The problem with a medical emergency happening before one’s eyes is that it’s not necessarily clear at the moment that it’s an emergency, rather than, not an emergency. Judges aren’t doctors, and so the symptoms of a heart attack and, say, indigestion or anxiety, aren’t immediately clear.
Mind you, it would have been prudent to assume that chest pains and difficulty breathing were serious, a potential heart attack, rather than something that could wait for the completion of voir dire. If not because it’s the wiser choice, then because no judge wants a potential juror dead in the box. That’s frowned upon until after the trial starts.
The Post quoted an anonymous “witness” for the above statements, and it also talked to Dorjee. According to its account, the judge ignored the court officer’s concern and said the prosecutor could go ahead and finish his last few questions. “The officers removed the juror anyway, and called for help. Dorjee was rushed to Jamaica Hospital, where doctors determined he was having a heart attack.” Dorjee said he didn’t hear the judge’s remarks, but of course he was busy at the time trying not to die. We don’t know who the witness was, and the judge himself declined to comment.

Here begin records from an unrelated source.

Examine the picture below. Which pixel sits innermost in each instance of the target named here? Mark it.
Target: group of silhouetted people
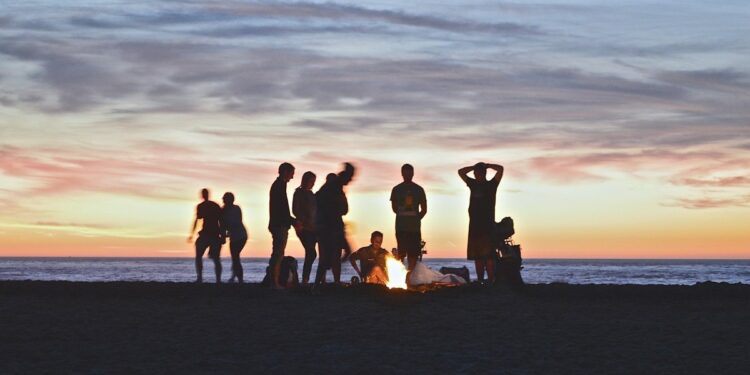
(317, 219)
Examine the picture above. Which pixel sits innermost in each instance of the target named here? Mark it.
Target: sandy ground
(104, 328)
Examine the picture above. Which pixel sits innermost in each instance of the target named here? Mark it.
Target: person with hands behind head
(480, 246)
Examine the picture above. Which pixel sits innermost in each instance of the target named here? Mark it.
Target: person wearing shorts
(409, 203)
(481, 246)
(209, 236)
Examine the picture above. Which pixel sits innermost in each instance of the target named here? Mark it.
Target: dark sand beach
(103, 328)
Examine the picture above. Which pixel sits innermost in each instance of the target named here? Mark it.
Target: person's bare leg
(198, 263)
(336, 269)
(479, 264)
(199, 268)
(275, 272)
(217, 269)
(491, 271)
(377, 276)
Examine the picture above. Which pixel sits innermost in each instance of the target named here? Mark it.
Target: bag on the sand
(509, 259)
(423, 275)
(508, 269)
(504, 229)
(460, 271)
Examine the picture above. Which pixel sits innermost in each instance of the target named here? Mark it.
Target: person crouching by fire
(371, 258)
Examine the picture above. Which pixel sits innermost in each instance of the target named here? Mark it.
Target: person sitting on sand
(372, 261)
(235, 230)
(209, 237)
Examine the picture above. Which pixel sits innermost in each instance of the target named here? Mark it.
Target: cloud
(732, 181)
(708, 203)
(71, 225)
(587, 167)
(340, 12)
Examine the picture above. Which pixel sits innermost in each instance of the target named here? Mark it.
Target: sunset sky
(624, 129)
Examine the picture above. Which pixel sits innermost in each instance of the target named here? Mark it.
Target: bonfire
(396, 273)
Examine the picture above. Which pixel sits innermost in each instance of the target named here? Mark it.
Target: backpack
(504, 229)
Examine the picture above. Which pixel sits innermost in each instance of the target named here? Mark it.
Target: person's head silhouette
(331, 178)
(308, 180)
(228, 199)
(347, 175)
(376, 240)
(480, 171)
(286, 171)
(407, 172)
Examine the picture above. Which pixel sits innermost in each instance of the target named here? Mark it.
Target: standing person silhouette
(332, 206)
(209, 236)
(280, 220)
(304, 207)
(480, 246)
(235, 230)
(409, 203)
(345, 177)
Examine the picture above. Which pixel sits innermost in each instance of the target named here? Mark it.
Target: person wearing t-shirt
(304, 207)
(237, 233)
(409, 203)
(480, 247)
(209, 237)
(371, 258)
(279, 221)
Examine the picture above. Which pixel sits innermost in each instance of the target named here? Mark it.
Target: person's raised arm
(394, 204)
(464, 173)
(499, 169)
(352, 260)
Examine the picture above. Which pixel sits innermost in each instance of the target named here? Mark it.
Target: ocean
(572, 271)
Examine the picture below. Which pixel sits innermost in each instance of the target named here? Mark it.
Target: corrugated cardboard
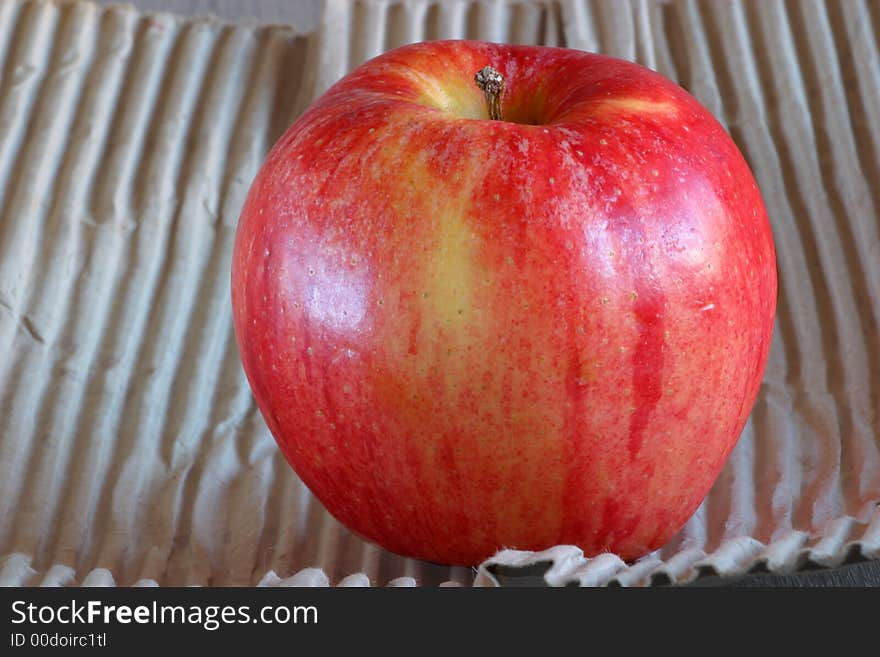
(131, 451)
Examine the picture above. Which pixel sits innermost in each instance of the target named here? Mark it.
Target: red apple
(469, 334)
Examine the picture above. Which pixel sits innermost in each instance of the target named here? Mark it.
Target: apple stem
(491, 83)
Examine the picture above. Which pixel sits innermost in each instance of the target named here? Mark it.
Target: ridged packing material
(131, 451)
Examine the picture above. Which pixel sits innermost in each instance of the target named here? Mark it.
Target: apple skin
(468, 335)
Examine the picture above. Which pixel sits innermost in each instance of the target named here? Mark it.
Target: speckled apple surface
(469, 335)
(130, 447)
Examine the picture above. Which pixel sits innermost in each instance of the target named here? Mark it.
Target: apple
(492, 296)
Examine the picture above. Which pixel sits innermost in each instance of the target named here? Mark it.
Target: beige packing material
(131, 451)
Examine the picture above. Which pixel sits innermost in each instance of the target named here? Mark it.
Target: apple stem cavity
(491, 83)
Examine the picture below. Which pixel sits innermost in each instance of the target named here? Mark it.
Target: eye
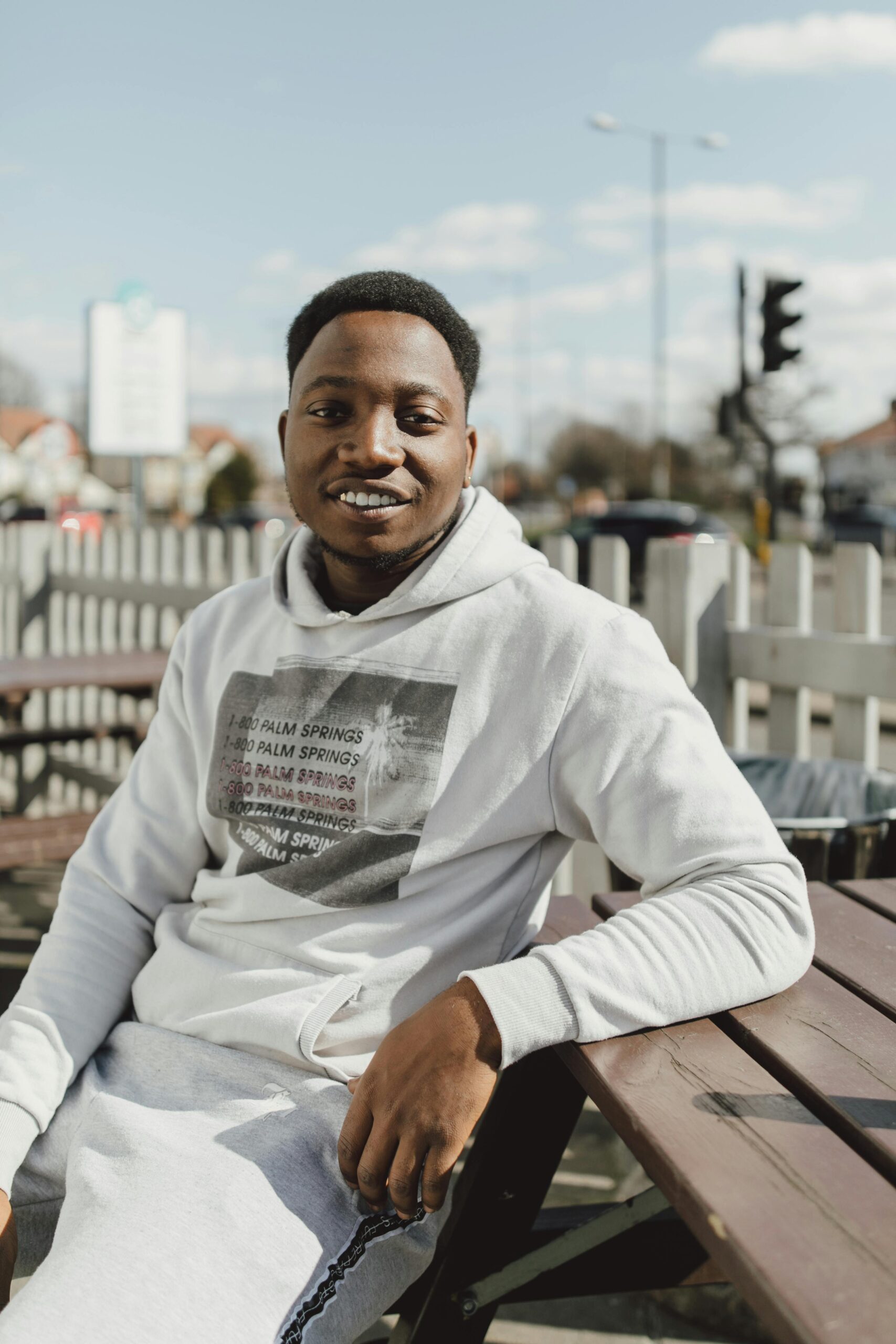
(327, 412)
(418, 418)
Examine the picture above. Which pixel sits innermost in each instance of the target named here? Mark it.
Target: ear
(472, 444)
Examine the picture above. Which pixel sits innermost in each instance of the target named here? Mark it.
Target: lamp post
(659, 142)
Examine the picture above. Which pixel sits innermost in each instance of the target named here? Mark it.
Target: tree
(18, 385)
(234, 484)
(598, 456)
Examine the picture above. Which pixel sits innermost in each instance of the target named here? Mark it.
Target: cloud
(280, 279)
(475, 237)
(220, 371)
(606, 239)
(817, 44)
(758, 205)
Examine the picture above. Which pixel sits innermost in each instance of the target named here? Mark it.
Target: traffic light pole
(746, 411)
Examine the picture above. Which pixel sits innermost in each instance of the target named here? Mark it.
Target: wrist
(488, 1038)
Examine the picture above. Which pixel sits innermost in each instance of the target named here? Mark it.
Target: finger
(405, 1178)
(352, 1138)
(374, 1167)
(437, 1177)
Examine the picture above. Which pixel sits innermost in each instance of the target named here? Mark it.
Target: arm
(143, 851)
(638, 766)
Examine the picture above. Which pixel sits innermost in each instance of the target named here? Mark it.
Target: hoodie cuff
(530, 1004)
(18, 1132)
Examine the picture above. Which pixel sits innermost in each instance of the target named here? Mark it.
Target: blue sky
(236, 158)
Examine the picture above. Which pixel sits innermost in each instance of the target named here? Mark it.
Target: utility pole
(659, 142)
(661, 484)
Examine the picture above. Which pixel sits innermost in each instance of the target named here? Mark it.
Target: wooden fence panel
(858, 609)
(790, 577)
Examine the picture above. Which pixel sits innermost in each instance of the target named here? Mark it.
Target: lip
(367, 515)
(354, 483)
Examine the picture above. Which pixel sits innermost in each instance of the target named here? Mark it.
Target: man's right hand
(8, 1247)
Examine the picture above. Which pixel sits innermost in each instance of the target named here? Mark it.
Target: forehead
(382, 351)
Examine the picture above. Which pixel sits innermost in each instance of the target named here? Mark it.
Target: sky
(234, 159)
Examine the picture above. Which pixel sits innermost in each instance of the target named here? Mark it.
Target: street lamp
(659, 142)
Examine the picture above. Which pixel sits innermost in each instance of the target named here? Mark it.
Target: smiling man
(285, 964)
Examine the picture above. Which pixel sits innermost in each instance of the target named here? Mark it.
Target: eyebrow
(340, 381)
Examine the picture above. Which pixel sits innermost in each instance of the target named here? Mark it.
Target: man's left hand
(417, 1104)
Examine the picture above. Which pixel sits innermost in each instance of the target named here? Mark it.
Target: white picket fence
(698, 597)
(62, 594)
(68, 594)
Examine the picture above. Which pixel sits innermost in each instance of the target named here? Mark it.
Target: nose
(374, 443)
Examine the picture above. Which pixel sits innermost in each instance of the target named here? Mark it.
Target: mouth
(368, 506)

To their credit, the court officers chose to address the emergency happening in the courtroom rather than stand by as a juror had a heart attack. This reflects an often unconsidered aspect of the relationship between court staff and judge, where each has a job and the authority to do it. While the judge is sorta “god” in his courtroom, the court officers are in control when an emergency happens, whether the threat of violence or, as here, a medical emergency.

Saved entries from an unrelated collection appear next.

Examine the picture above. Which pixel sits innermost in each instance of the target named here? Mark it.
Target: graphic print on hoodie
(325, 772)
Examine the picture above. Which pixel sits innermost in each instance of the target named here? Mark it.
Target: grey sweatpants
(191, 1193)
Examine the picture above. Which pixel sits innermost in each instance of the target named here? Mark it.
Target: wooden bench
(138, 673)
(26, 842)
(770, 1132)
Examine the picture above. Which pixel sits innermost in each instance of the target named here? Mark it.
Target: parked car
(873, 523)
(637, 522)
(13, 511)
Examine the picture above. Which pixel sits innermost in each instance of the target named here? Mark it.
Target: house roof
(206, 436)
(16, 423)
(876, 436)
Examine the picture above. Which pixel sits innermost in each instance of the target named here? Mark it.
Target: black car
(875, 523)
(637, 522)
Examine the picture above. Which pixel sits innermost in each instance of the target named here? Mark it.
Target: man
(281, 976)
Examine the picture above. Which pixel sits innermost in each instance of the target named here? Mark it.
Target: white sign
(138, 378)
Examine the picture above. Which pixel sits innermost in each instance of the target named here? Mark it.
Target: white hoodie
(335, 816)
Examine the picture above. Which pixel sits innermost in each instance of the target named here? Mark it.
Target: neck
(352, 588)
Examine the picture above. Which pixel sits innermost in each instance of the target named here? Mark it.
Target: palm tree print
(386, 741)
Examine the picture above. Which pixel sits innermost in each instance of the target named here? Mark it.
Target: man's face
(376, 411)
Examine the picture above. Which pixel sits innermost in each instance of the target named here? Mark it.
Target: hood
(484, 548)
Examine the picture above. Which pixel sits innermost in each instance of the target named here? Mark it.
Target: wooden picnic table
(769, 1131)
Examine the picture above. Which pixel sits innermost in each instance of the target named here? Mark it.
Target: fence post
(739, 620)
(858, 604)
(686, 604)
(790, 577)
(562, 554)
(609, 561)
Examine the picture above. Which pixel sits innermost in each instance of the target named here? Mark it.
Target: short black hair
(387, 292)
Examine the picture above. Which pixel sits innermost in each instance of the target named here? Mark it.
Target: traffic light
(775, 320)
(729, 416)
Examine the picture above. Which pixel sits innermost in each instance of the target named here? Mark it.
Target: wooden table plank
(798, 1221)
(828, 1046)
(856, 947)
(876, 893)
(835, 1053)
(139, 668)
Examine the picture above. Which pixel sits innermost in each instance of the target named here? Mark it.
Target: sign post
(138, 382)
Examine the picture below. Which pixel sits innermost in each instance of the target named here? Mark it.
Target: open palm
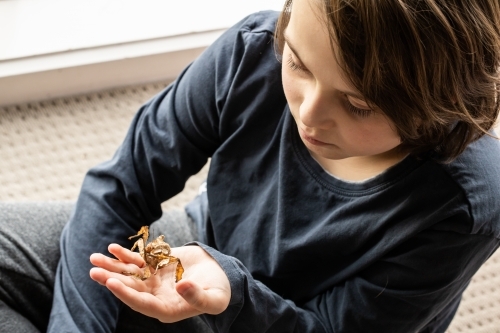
(204, 287)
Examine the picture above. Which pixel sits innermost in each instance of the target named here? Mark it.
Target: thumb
(205, 301)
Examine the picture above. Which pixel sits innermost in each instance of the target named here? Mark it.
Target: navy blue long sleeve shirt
(303, 250)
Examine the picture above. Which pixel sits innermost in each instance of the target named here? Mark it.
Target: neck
(359, 168)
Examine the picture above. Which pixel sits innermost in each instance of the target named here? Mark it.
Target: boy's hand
(204, 287)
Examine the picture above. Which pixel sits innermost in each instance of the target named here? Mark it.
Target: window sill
(96, 44)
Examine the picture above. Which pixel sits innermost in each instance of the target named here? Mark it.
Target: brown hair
(432, 66)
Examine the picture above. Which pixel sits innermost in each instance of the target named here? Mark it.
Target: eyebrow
(349, 93)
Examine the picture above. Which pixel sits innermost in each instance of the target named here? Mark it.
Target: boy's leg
(29, 252)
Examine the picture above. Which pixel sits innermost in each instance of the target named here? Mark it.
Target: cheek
(290, 87)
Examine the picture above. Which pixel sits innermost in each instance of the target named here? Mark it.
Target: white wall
(52, 48)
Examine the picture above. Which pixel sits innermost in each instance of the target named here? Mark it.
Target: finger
(114, 265)
(212, 301)
(126, 255)
(149, 304)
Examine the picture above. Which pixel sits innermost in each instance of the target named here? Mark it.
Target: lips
(311, 140)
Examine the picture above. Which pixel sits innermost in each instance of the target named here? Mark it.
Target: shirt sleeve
(170, 139)
(401, 292)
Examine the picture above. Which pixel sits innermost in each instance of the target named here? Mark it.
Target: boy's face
(334, 121)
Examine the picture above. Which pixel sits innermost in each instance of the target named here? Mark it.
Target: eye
(362, 113)
(294, 66)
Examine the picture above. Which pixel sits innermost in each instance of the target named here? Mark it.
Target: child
(353, 186)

It’s not a law thing, and so the judge doesn’t get to rule nunc pro tunc that the juror is fine and isn’t having a heart attack. For that matter, judges lack the power to resurrect dead people. Even appellate judges, which will no doubt come as a surprise to many.

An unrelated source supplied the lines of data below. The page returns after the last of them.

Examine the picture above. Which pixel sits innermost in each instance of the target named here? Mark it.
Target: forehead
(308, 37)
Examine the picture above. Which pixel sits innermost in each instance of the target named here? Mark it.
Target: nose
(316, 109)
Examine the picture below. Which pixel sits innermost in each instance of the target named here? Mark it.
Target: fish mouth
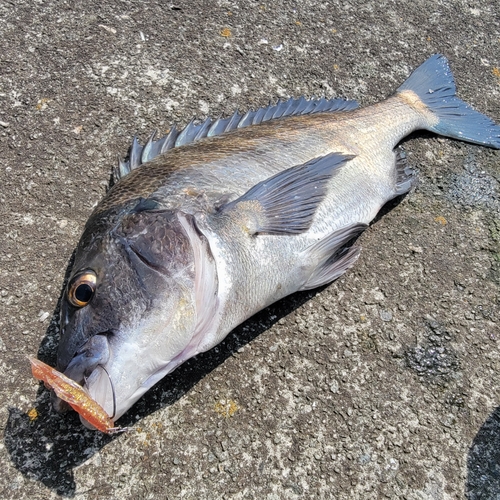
(86, 367)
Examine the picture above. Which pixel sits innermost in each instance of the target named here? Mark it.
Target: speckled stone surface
(382, 385)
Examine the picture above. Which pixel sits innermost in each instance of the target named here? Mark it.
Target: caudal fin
(434, 84)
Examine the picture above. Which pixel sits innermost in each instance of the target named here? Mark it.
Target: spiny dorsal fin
(193, 132)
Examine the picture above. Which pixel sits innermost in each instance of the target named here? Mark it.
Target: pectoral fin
(286, 203)
(334, 255)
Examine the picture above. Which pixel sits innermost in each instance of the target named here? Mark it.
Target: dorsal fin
(193, 132)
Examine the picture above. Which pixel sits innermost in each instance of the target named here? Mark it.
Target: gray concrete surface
(382, 385)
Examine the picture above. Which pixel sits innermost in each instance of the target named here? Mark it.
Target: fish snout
(93, 353)
(89, 359)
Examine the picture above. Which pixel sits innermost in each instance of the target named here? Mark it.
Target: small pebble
(385, 315)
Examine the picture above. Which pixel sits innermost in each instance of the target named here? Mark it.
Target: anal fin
(405, 176)
(334, 254)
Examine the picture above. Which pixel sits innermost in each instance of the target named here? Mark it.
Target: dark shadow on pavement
(483, 461)
(47, 448)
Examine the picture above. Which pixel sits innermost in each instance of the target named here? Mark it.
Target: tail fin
(435, 86)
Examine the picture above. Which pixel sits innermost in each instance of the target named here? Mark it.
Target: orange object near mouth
(74, 394)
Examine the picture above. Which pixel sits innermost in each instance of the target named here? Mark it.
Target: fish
(206, 226)
(73, 394)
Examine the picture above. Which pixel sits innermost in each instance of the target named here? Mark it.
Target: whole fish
(207, 226)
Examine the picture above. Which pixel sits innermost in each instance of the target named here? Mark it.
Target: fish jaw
(140, 357)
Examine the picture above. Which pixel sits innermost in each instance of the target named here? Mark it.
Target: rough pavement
(382, 385)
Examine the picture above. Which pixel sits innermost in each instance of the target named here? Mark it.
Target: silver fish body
(227, 217)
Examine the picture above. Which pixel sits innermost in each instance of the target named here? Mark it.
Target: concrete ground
(382, 385)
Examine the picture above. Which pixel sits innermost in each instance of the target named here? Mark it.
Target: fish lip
(92, 354)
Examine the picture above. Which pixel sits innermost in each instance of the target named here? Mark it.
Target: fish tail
(434, 85)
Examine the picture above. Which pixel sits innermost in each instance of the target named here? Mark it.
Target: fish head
(128, 311)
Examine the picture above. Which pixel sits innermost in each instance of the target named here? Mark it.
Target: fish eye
(82, 288)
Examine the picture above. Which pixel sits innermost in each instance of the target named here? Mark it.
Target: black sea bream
(206, 227)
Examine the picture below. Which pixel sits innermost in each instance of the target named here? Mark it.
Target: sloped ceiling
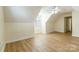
(21, 13)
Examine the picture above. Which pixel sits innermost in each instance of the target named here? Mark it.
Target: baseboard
(3, 47)
(10, 41)
(75, 36)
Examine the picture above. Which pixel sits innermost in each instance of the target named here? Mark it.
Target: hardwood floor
(53, 42)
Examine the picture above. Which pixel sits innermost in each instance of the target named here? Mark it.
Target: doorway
(68, 24)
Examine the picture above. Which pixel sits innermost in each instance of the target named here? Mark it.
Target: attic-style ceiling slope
(21, 13)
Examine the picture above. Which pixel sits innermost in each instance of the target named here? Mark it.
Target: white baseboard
(9, 41)
(3, 47)
(75, 35)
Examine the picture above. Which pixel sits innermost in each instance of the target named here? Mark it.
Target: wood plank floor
(53, 42)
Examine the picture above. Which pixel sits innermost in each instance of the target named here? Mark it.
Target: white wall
(2, 42)
(59, 23)
(75, 21)
(18, 31)
(19, 22)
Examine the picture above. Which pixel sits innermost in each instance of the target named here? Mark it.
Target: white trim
(3, 47)
(19, 39)
(75, 35)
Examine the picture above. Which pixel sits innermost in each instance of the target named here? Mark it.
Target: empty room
(39, 29)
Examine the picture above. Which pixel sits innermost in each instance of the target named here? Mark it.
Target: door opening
(68, 24)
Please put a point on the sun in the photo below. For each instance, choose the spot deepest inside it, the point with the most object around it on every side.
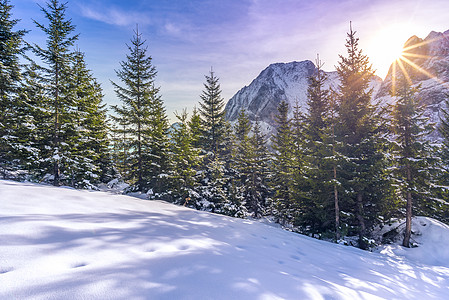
(385, 46)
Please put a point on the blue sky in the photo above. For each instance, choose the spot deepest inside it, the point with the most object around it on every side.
(238, 38)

But even as the officers involved deserve praise for putting the welfare of the juror ahead of the standards and practices demanded by Court Administration, the union then had to take a pot shot and diminish their good deed.
Interestingly, the reports also quote the president of the New York State Supreme Court Officers Association, who called the judge’s conduct “egregious” and added, “I’m disturbed by the continued extreme ignorance of the court administration for the public’s safety.”
Nothing like seizing the opportunity to slam a judge who refuses to play along with the evisceration of constitutional rights, not to mention the Court Administration to gain a leg up for the next collective bargaining session.
Did Judge Blumenfeld make the wrong call here? It certainly looks that way, and the officers deserve praise for doing their job well. But for those who wonder what becomes of judges bold enough to stand up for the Constitution in the face of enormous pressure to “get along,” be careful of how they can be attacked from the back-end.
While the judge may have been wrong here, that’s why they have court officers to take charge when a medical emergency occurs in the courtroom. Judges aren’t perfect, and they certainly aren’t healthcare professionals equipped to diagnose the complaints of jurors while the pressure is on to do their job of keeping the system moving forward.
But before anyone thinks about trading in Judge Blumenfeld for someone more attuned to the juror’s health, consider that he was the only judge in Queens sufficiently attuned to the constitutional rights of defendants to put a stop to the district attorney’s outrageous violation of defendant’s right to remain silent. One isn’t in his wheelhouse. The other was, and he did what we would all hope a judge would do.